LNG producers offer a single-chain solution for energy demand

Barcelona/Johannesburg — Seeking new ways to market their product, producers of liquefied natural gas (LNG) are turning to an age-old technique: packaging.
As demand for electricity booms in developing nations from SA to Chile, LNG producers are offering to supply both fuel and a power plant in partnership agreements that can lock in consumption of their product for years. For their customers, primarily governments, it means dealing with a single entity responsible for every link in the chain.

As many as five planned global projects may be developed as integrated LNG-to-power, according to the Houston-based law firm Baker Botts. LNG producers Cheniere Energy and Total have package deals either in the works or discussed, while power-plant constructor Siemens, and vessel providers such Hoegh Holdings, offer their input as partners.
"This will be the major growth driver for LNG demand going forward," Anatol Feygin, chief commercial officer at Cheniere, which is involved in an LNG-to-power project in Chile, said. "It’s a model we are looking to replicate globally."
 
Record glut
Global LNG production is expected to generate a record surplus of 46-million tonnes a year by 2019, or about 13% more than the market needs, according to investment and research firm Sanford C Bernstein. Developing nations will boost demand for gas and power by more than 2% annually until 2040, while consumption in richer countries is close to stagnation, according to the International Energy Agency.
This is spurring the industry to seek new marketing tools. "What’s going on here is the convergence of drivers in the power sector on one hand and the LNG sector on the other," said Robin Mizrahi, a London-based partner at Baker Botts. "The key driver on the LNG side is LNG suppliers looking for new markets."
 
 
Moment’s notice
A new gas plant is more efficient than a coal plant, is at least two years quicker to build, and helps cut emissions, said Sabine Dall’Omo, CEO at Siemens’s South African unit. Europe’s biggest engineering company has expressed interest in SA’s $3.7bn gas-to-power programme, initially planned at two ports. The new system will help diversify the country’s generation mix that’s reliant on coal for more than 75% of its power generation. An initial 3GW at the ports are expected to add capacity in the aftermath of the managed blackouts in 2015.
Plunging gas costs also make the fuel even more attractive to developing nations. The average LNG price will probably drop to $3.8 per million British thermal units next year, according to Energy Aspects’ forecast. Spot LNG in northeast Asia fell 14% to $8.30 this week, while prices in southwest Europe rose 6.3% to $8.50, according to World Gas Intelligence in New York.

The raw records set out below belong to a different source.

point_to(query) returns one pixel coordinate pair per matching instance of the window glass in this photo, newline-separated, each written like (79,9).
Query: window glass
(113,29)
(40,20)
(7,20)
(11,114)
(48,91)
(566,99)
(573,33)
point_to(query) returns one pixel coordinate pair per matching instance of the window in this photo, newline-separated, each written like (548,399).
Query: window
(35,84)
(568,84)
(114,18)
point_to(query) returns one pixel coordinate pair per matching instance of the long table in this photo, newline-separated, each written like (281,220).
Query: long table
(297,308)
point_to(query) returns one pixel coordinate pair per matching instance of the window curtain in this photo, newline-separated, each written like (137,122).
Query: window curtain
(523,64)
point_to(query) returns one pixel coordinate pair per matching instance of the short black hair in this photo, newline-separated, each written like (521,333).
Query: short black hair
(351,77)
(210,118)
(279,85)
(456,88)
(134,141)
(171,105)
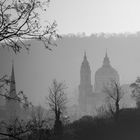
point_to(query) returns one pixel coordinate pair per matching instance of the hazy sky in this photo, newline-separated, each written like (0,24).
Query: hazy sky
(91,16)
(35,71)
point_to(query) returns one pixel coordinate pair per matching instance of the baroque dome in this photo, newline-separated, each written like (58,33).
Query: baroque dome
(104,75)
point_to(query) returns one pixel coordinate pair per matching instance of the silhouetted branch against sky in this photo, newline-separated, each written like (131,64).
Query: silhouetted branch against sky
(20,21)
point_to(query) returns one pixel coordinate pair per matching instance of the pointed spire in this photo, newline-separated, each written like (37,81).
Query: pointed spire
(12,92)
(106,61)
(85,56)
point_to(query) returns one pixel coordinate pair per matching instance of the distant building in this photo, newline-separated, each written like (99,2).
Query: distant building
(89,98)
(85,87)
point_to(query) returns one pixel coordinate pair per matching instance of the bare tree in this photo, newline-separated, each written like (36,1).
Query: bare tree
(136,91)
(19,22)
(57,102)
(114,94)
(5,82)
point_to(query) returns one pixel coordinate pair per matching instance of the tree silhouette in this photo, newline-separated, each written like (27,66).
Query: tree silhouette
(136,91)
(114,94)
(19,21)
(57,101)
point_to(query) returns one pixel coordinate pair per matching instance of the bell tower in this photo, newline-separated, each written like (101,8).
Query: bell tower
(85,87)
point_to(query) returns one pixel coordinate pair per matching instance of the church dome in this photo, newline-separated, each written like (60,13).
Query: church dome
(104,75)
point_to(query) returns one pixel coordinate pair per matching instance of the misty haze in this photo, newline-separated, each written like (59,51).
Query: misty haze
(69,70)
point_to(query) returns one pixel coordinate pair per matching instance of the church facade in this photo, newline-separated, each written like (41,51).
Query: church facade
(91,97)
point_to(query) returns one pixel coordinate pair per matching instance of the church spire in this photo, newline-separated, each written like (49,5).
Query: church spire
(106,61)
(12,92)
(85,56)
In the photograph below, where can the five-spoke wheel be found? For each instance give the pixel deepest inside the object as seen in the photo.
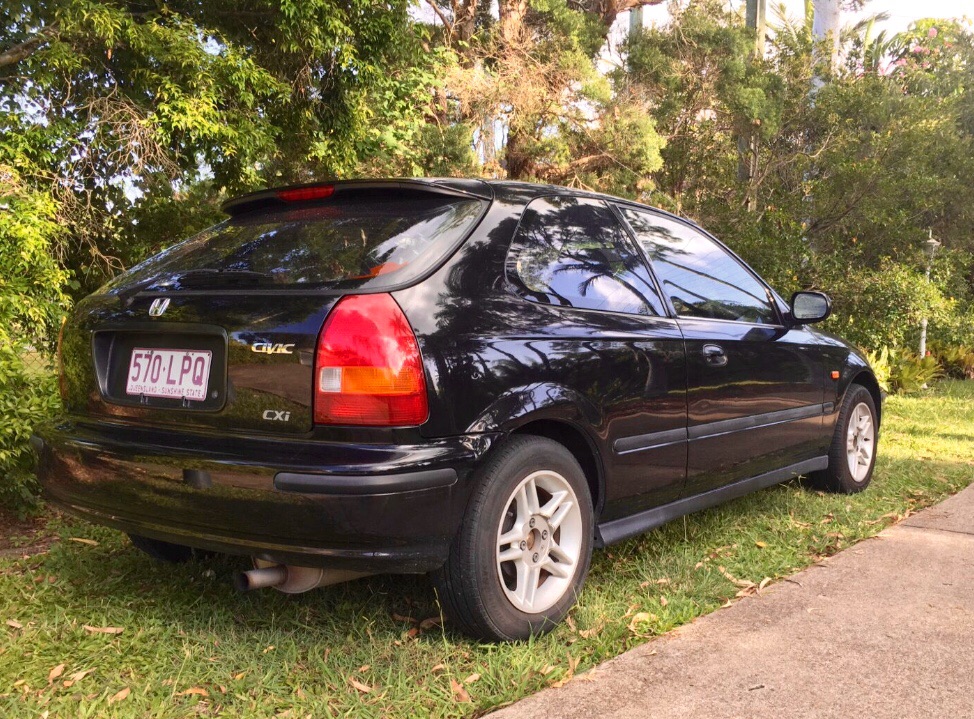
(852, 454)
(538, 541)
(523, 550)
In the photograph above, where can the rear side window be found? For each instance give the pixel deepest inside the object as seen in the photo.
(701, 278)
(353, 240)
(572, 252)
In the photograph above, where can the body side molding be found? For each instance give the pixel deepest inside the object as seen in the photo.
(620, 529)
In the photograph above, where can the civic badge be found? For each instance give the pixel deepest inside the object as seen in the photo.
(158, 306)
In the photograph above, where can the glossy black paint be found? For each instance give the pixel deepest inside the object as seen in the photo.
(664, 414)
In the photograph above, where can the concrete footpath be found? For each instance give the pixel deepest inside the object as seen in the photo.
(883, 629)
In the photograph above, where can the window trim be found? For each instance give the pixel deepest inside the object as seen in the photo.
(768, 291)
(513, 288)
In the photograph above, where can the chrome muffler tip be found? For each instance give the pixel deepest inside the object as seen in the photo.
(260, 577)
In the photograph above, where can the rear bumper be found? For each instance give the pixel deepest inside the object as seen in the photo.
(370, 508)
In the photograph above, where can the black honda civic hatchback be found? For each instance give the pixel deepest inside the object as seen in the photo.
(482, 380)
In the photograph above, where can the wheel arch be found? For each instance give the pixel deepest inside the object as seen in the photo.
(866, 379)
(580, 445)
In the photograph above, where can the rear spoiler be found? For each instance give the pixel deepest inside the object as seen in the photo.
(320, 191)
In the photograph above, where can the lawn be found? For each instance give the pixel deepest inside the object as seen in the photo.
(94, 628)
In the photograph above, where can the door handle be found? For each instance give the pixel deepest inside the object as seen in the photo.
(714, 355)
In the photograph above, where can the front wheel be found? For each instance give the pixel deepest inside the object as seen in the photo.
(525, 544)
(852, 454)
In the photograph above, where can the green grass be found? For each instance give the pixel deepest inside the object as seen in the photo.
(265, 654)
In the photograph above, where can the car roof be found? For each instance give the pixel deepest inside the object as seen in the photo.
(488, 189)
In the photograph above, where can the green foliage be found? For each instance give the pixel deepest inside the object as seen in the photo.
(911, 373)
(882, 307)
(27, 398)
(882, 368)
(956, 361)
(32, 303)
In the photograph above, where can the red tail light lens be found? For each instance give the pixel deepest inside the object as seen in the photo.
(368, 369)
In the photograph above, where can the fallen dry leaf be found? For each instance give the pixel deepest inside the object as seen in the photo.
(459, 693)
(743, 583)
(103, 630)
(364, 688)
(82, 540)
(78, 676)
(640, 618)
(591, 631)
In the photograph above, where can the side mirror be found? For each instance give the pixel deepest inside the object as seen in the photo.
(809, 307)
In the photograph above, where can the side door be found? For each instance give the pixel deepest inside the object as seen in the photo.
(755, 388)
(598, 318)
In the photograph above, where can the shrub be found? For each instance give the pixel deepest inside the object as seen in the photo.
(956, 361)
(884, 307)
(32, 303)
(912, 373)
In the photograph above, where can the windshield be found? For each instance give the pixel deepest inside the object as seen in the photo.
(357, 240)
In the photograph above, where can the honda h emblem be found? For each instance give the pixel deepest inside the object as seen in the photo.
(158, 306)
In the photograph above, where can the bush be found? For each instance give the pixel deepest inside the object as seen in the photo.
(884, 307)
(912, 373)
(956, 361)
(32, 303)
(28, 396)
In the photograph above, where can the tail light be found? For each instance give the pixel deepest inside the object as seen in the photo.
(368, 370)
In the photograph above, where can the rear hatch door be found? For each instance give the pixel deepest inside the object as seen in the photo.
(220, 331)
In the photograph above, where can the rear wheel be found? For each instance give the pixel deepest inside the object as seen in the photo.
(852, 454)
(163, 551)
(523, 550)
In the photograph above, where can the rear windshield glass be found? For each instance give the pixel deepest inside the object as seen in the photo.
(355, 240)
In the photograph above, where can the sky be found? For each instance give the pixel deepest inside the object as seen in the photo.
(901, 12)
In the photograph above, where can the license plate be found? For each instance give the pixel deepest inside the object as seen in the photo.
(156, 372)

Such projects, which can use either a floating storage and re-gasification unit to import LNG or land-based infrastructure, are often considered an interim option until nations develop their own gas resources. A combined solution may cost $1bn or more depending on the plant’s capacity, according to Anne-Sophie Corbeau, a research fellow at the King Abdullah Petroleum Studies and Research Centre in Saudi Arabia.
Chile plant
Cheniere’s investment in the Chile project is not "simply an investment opportunity", but a backbone on which it can expand production capacity in the US, Feygin said. The first exporter of LNG from the US in more than four decades will have exclusive rights to deliver the fuel for 15 years to a floating storage re-gasification unit that will be provided by Hoegh. LNG supplies are set to start in 2019 and will be delivered via a 64km pipeline to an initial 600MW gas-fired power plant.
The first such deal was pioneered in Malta last year by the trading unit of State Oil Company of the Azerbaijan Republic as a means of breaking into the LNG market.
"The focus on LNG to power projects is very logical from a supplier’s perspective," said Martin Lambert, MD at Brightlands Energy, an industry consultant outside London. "New power generation is one of the few ways, if not the only way, to create enough demand in the required time scale."